A wearable system allows a robotic arm to recognize the user's intent, mainly based on his hand movements, and assist him according to his needs
Robots move and react based on information coming to them from sensors. To perform actions optimally, they must process the information, move independently and avoid colliding with objects around them. To reach these capabilities, robotics relies on several fields including mechanical engineering, mechanical engineering, electronic engineering, computer science, programming and software engineering.

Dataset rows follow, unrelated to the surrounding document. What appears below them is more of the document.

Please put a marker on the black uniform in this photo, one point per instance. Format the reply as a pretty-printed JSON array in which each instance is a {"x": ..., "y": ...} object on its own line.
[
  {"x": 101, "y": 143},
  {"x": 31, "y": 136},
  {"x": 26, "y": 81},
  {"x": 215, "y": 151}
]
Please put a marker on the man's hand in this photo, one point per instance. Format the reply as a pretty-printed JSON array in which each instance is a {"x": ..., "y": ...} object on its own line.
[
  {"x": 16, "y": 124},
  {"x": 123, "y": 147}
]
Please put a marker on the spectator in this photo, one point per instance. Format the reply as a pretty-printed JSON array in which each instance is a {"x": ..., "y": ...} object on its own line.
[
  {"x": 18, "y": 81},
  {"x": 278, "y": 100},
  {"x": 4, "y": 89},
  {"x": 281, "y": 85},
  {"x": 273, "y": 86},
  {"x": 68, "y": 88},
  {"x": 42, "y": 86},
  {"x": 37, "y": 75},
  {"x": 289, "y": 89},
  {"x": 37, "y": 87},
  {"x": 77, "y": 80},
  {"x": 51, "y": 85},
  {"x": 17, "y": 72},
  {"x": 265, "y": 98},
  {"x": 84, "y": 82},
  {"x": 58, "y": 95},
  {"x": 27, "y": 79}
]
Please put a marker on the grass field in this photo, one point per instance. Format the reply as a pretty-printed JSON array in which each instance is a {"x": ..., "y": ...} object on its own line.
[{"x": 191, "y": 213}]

Dr. Avishi Sintov directs the robotics laboratory at the School of Mechanical Engineering at Tel Aviv University. He and his team design and build robots and robotic arms that aim to assist the user. They are based on algorithms, artificial intelligence, cameras and sensors. "Today, the cost of building robots can reach tens of thousands of dollars due to their complex hardware and design. That's why our goal is to build cheap and accessible robots that can help humans according to their needs. For example, robots that help with housework, robots that help in surgeries (like a brother or sister in an operating room), or in a dental clinic (like an assistant), a robotic arm that is attached to a wheelchair, and an arm for lifting heavy loads, as well as an arm that performs assembly or dangerous operations in factories. Today, the work environment is built and adapted only for humans, and it will take a long time to adapt it to robots that can work independently and replace us. Therefore, at this stage we aim to build robots that will only be of help to us", says Dr. Sintov.
In their latest research, which won a grant from the National Science Foundation, Dr. Sintov and his team created a sleeve that is worn on the user's arm, which is linked to a computer that communicates with a robotic arm. The sleeve helps the robotic arm recognize the user's intention, mainly based on his hand movements, and thus it helps him according to his needs; The sensors in the sleeve (force sensors that are attached to the skin of the forearm) receive information about the movement of the user's arm, his forearm muscles and his fingers and thus about his actions.
The information passes from the sensors to the computer and it processes and translates it into the required actions using algorithms that are based on artificial intelligence and machine learning, which allow the computer to learn from previous examples and experiences and thus perform a variety of computational tasks. For example, a lot of information about movements and holding objects is implanted in him and he is taught to translate and decipher them. The processed information is then transferred from the computer to the robotic arm using algorithms. In this way, it recognizes the user's intention and helps him according to his needs.
Dr. Sintov: "Our goal is to allow robots to examine the actions of users through sensing, to understand what they are doing, and to cooperate with them naturally, just as humans help each other. Doctors, brothers and sisters, for example, can work together and help each other just by seeing the hand movements of the members of the medical team, without talking to each other."
Experiments conducted by the researchers as part of the study showed that the robotic arm was able to perform a variety of assistance operations. For example, when a user picked up a hammer, the arm took a nail from a nearby nail box and brought it to him. When he held a screwdriver, the arm handed him screws. And when he picked up a glass, the arm poured water into it from a pitcher.
Says Dr. Sintov: "We created a wearable, sensor-based and cheap system (the sensors cost one dollar at Express owners), which communicates with the robotic arm and can be adapted to any user. We tried it on several people and it worked beautifully and accurately; The correspondence between the grip of the robotic arm and the objects was 97%. In other words, in most cases she recognized the necessary grip from the variety of grips we taught her."
Today, the researchers are testing this technology in simulations that simulate remote control of robots, so that they can help in situations that endanger humans (for example, treating a patient in isolation). "Our main goal is to teach the robot to recognize the user's intention in a natural, cheap and simple way, since today this is one of the most difficult problems in the field of robot cooperation. It is possible that the model we developed - receiving information from muscles and decoding the movements using sensors and algorithms - will help to solve it", concludes Dr. Sintov.
Life itself:
Dr. Avishi Sintov, 40, married + two daughters (9 and a year and a half), lives in Moshav Nachala. In his spare time he likes to spend time with his daughters.